Mardi 15 décembre, lors de la discussion générale à l’Assemblée Nationale sur le projet de loi relatif à « l’entreprise publique La Poste et aux activités postales », vous avez indiqué que, suite aux débats en commission, vous avez pris la précaution de vous rendre à Bruxelles pour rencontrer la commissaire européenne chargée de la concurrence, Mme Neelie Kroes.

Elle vous aurait clairement confirmé, ce sont vos mots, que « la France ne pouvait se permettre d’apporter 2.7 milliards d’euros d’argent public à La Poste sans changement de statut de l’établissement, car cela créerait une distorsion aux règles de la concurrence ». Elle vous aurait également dit : « Nous n’en avons pas le droit dans le cadre du droit européen ».

On est en droit de s’interroger sur la sincérité de tels propos quand on sait, que le droit communautaire, lui, ne permet pas de doute.
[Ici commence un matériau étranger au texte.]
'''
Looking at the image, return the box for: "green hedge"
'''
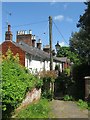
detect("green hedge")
[72,63,90,100]
[1,49,43,118]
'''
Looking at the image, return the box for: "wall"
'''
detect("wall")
[25,54,44,74]
[16,34,32,46]
[44,61,50,71]
[1,41,25,66]
[25,53,63,73]
[16,88,41,112]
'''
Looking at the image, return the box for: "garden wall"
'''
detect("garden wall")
[16,88,41,112]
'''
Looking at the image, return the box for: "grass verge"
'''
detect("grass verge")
[15,99,51,118]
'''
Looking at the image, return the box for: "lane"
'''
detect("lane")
[50,100,88,118]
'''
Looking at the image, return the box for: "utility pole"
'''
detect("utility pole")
[49,16,53,71]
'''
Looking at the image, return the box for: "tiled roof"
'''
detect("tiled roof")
[13,41,50,60]
[13,41,69,62]
[54,57,67,62]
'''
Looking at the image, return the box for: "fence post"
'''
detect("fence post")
[84,76,90,101]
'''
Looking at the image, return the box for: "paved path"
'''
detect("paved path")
[50,100,88,118]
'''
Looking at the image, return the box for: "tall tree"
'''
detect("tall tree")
[57,46,80,64]
[70,2,90,64]
[77,2,90,33]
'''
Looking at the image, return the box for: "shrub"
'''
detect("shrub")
[88,102,90,110]
[39,70,57,100]
[42,90,52,100]
[1,49,43,118]
[63,95,74,101]
[72,63,90,100]
[55,72,74,95]
[77,99,88,109]
[39,70,57,83]
[63,68,70,76]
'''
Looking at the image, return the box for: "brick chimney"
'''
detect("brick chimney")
[5,25,13,41]
[32,35,36,47]
[43,45,50,53]
[16,30,32,46]
[37,39,42,49]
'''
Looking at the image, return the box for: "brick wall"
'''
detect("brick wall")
[1,41,25,66]
[15,88,41,113]
[16,34,32,46]
[64,62,68,69]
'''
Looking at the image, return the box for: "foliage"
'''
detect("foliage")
[39,70,57,100]
[41,90,52,100]
[1,49,43,118]
[63,68,70,76]
[16,99,50,118]
[57,46,80,64]
[63,95,74,101]
[71,63,90,100]
[88,102,90,110]
[55,72,74,95]
[70,29,90,64]
[77,2,90,33]
[70,2,90,64]
[77,99,88,109]
[39,70,57,83]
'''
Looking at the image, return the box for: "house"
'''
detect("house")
[1,25,70,74]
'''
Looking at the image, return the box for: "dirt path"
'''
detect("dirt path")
[50,100,88,118]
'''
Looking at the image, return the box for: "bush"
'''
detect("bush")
[55,72,74,96]
[1,49,43,118]
[39,70,57,100]
[72,63,90,100]
[77,99,88,109]
[63,68,70,76]
[63,95,74,101]
[39,70,57,83]
[42,90,52,100]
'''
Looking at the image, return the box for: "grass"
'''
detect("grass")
[15,99,51,118]
[76,99,88,110]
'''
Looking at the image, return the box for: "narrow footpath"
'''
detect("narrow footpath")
[50,100,88,118]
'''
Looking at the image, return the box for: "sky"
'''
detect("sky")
[1,2,86,49]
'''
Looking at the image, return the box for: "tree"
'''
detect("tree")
[77,2,90,33]
[70,2,90,64]
[57,46,80,64]
[70,29,90,63]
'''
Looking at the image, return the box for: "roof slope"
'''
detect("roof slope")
[13,41,50,60]
[7,41,69,63]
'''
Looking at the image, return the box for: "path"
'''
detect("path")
[50,100,88,118]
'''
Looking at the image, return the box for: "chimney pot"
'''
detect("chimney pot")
[33,35,36,40]
[29,30,32,34]
[5,24,12,41]
[37,39,42,49]
[8,25,11,31]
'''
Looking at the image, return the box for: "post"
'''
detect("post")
[49,16,54,100]
[84,76,90,101]
[49,16,53,71]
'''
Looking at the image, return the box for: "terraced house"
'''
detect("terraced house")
[1,25,70,74]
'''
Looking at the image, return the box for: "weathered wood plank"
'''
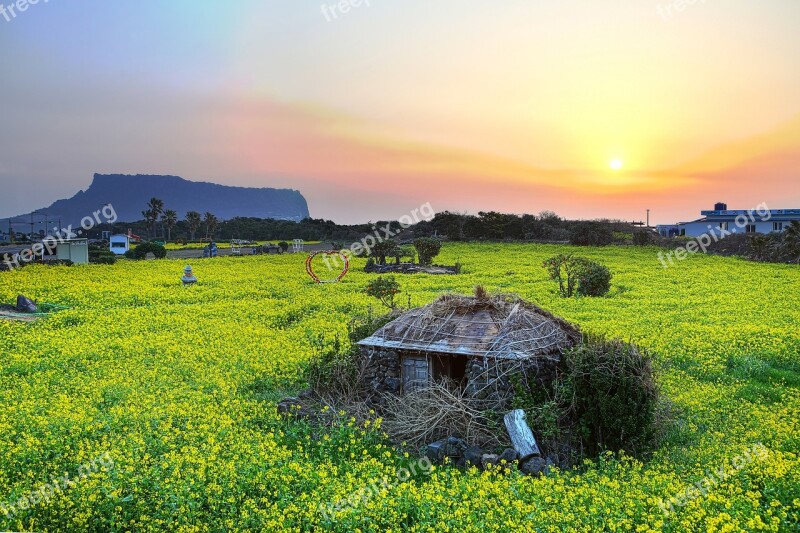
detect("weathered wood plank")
[504,409,540,461]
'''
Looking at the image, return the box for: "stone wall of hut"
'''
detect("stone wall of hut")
[360,347,401,405]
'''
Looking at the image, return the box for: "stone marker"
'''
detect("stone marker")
[503,409,540,461]
[16,295,37,313]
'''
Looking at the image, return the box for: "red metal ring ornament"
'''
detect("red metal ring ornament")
[305,250,349,283]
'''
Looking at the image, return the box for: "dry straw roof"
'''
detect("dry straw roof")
[358,288,581,360]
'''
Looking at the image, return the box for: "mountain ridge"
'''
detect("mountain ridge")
[2,174,310,230]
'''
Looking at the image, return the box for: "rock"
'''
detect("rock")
[446,436,466,457]
[384,377,400,393]
[481,454,499,468]
[426,440,448,463]
[499,448,518,464]
[519,457,548,476]
[463,446,483,467]
[276,397,303,415]
[16,295,37,313]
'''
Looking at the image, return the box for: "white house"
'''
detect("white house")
[109,234,131,255]
[658,203,800,238]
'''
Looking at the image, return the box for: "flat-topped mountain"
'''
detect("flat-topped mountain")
[6,174,310,228]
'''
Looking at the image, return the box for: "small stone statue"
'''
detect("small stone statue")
[181,265,198,285]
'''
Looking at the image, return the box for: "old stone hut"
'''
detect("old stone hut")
[357,291,582,407]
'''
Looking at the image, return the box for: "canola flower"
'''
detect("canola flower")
[0,244,798,531]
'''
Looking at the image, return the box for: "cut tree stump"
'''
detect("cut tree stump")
[504,409,540,461]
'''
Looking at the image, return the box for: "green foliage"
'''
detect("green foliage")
[544,254,612,298]
[569,222,614,246]
[129,242,167,260]
[563,337,659,456]
[576,261,612,297]
[413,237,442,265]
[89,248,117,265]
[278,241,289,252]
[369,239,397,265]
[632,231,652,246]
[365,276,401,309]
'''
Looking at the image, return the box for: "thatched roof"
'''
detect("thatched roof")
[358,290,581,360]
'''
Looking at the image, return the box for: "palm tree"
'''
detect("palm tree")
[161,209,178,242]
[141,198,164,240]
[185,211,202,241]
[783,220,800,263]
[204,212,219,239]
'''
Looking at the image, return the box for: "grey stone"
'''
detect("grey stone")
[519,457,548,476]
[481,454,499,468]
[446,436,466,457]
[16,295,37,313]
[276,397,302,415]
[463,446,483,467]
[499,448,518,464]
[426,440,448,463]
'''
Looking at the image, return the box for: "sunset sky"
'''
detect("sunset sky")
[1,1,799,224]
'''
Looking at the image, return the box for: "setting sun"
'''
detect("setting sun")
[610,159,624,171]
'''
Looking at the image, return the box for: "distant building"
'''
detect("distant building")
[657,203,800,238]
[109,234,131,255]
[56,239,89,264]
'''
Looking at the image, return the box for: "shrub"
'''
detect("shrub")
[576,261,612,297]
[632,231,652,246]
[413,237,442,266]
[365,276,401,309]
[544,255,612,298]
[569,222,614,246]
[370,239,397,265]
[278,241,289,253]
[89,249,117,265]
[563,338,659,456]
[129,242,167,260]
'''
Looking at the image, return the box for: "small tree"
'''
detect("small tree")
[413,237,442,266]
[185,211,202,241]
[365,276,401,309]
[370,239,397,265]
[543,254,612,298]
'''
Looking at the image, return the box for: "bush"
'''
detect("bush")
[576,261,612,297]
[89,249,117,265]
[632,231,652,246]
[278,241,289,253]
[569,222,614,246]
[563,338,659,456]
[413,237,442,266]
[543,254,612,298]
[129,242,167,260]
[365,276,401,309]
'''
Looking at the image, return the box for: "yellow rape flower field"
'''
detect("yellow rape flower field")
[1,243,798,532]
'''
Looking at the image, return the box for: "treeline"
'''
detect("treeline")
[90,210,645,245]
[416,211,639,243]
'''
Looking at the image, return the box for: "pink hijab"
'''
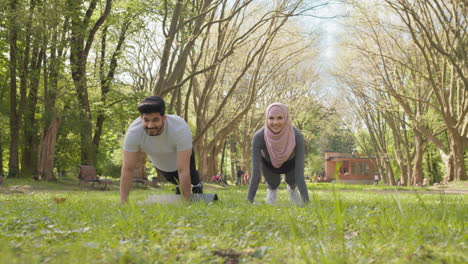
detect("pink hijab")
[264,103,296,168]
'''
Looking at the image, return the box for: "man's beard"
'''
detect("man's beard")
[144,126,163,136]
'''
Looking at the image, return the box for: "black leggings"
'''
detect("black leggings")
[261,158,296,190]
[155,149,201,186]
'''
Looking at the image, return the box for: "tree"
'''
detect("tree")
[384,0,467,181]
[67,0,111,166]
[7,0,20,177]
[20,0,46,178]
[93,16,133,162]
[0,1,9,177]
[0,0,325,180]
[338,0,466,184]
[122,0,324,179]
[37,0,69,180]
[191,0,323,178]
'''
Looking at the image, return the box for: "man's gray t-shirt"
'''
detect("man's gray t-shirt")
[123,115,192,172]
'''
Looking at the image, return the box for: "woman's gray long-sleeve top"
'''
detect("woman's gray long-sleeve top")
[247,127,310,203]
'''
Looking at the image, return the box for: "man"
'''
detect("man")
[120,96,202,203]
[236,167,244,185]
[319,168,325,180]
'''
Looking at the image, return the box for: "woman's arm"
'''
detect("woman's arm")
[247,130,263,203]
[294,130,310,203]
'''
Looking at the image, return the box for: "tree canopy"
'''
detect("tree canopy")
[0,0,465,184]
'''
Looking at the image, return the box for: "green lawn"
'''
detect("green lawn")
[0,179,466,263]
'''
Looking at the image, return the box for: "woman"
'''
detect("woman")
[247,103,309,205]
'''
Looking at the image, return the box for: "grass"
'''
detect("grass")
[0,178,466,263]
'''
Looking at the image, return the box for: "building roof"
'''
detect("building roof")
[326,156,376,161]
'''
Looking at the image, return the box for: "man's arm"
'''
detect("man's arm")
[177,148,192,201]
[120,151,138,204]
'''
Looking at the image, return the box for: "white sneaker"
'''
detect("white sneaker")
[265,188,277,204]
[288,185,303,206]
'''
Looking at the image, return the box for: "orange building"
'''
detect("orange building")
[324,152,377,184]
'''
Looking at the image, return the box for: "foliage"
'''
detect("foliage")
[423,143,444,184]
[0,180,466,263]
[294,100,355,175]
[1,0,464,185]
[1,0,326,180]
[326,131,355,154]
[337,0,467,182]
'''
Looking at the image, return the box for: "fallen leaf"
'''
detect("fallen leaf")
[53,197,66,204]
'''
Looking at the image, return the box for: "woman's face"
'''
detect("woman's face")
[267,113,286,134]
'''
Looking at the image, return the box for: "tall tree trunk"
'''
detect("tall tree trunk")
[19,0,40,177]
[93,22,129,159]
[230,138,237,183]
[17,0,36,174]
[400,164,408,186]
[220,140,227,177]
[74,73,95,165]
[37,116,60,181]
[444,153,454,184]
[68,0,111,166]
[230,156,236,184]
[21,46,43,178]
[197,142,207,180]
[0,131,3,177]
[447,130,466,181]
[241,110,258,174]
[411,130,425,185]
[38,25,59,180]
[8,0,20,178]
[69,1,94,165]
[197,142,219,181]
[390,123,409,185]
[154,0,183,95]
[383,158,394,185]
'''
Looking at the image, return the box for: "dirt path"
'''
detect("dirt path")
[312,188,468,195]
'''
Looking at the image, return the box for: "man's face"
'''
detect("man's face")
[141,113,166,136]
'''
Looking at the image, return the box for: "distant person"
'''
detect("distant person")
[247,103,309,205]
[215,171,223,181]
[212,171,228,186]
[374,173,380,185]
[243,172,250,185]
[443,176,448,185]
[210,173,222,183]
[422,178,428,187]
[319,168,325,180]
[236,167,244,185]
[120,96,203,203]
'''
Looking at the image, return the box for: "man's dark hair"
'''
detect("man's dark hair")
[137,96,165,115]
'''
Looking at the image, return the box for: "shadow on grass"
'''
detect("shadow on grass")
[0,177,119,194]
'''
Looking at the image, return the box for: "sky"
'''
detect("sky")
[296,1,347,98]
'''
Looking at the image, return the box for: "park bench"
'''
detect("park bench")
[132,176,152,187]
[78,165,113,190]
[132,175,161,188]
[132,167,155,188]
L’article 345 du traité sur l’Union européenne (ex-article 295 TCE) dispose que « Les traités ne préjugent en rien le régime de la propriété dans les États membres ».

De plus, la Cour de Justice des Communautés européennes considère dans son arrêt du 23 avril 1991, HÖFNER que « dans le contexte du droit de la concurrence…la notion d’entreprise comprend toute entité exerçant une activité économique indépendamment du statut juridique de cette entité et de son mode de financement ». En clair : société anonyme ou établissement public les règles sont les mêmes.

Monsieur le Ministre, vous avez prétendu rapporter les opinions de la commissaire européenne, or il existe une procédure spécifique. L’article 108 du Traité sur l’Union européenne, (ex-article 88 TCE) précise en effet, dans son paragraphe 3 que « La Commission est informée, en temps utile pour présenter ses observations, des projets tendant à instituer ou à modifier des aides.

 Si elle estime qu’un projet n’est pas compatible avec le marché intérieur, aux termes de l’article 107, elle ouvre sans délai la procédure prévue au paragraphe précédent. L’État membre intéressé ne peut mettre à exécution les mesures projetées, avant que cette procédure ait abouti à une décision finale ».
Avez-vous demandé, à la commission européenne, au titre de cet article, si l’Etat peut apporter en capital à la société anonyme La Poste ce qu’il est censé ne pas pouvoir apporter à l’exploitant public ?

Vous comprendrez dans ces conditions que l’on s’interroge sur la façon dont vous accomplissez le devoir d’éclairage des représentants du Peuple et que nous soyons contraints de vous demander, afin de mettre fin à ces interrogations légitimes, de nous communiquer toutes informations utiles permettant de nous expliquer pourquoi la procédure visée n’a pas été mise en œuvre, et surtout l’argumentaire juridique qui vous permet aujourd’hui d’avancer que le changement de statut de l’exploitant public La Poste serait nécessaire au regard du droit communautaire de la concurrence.

Dans l’attente, nous vous prions, Monsieur le Ministre, de bien vouloir agréer nos sincères salutations.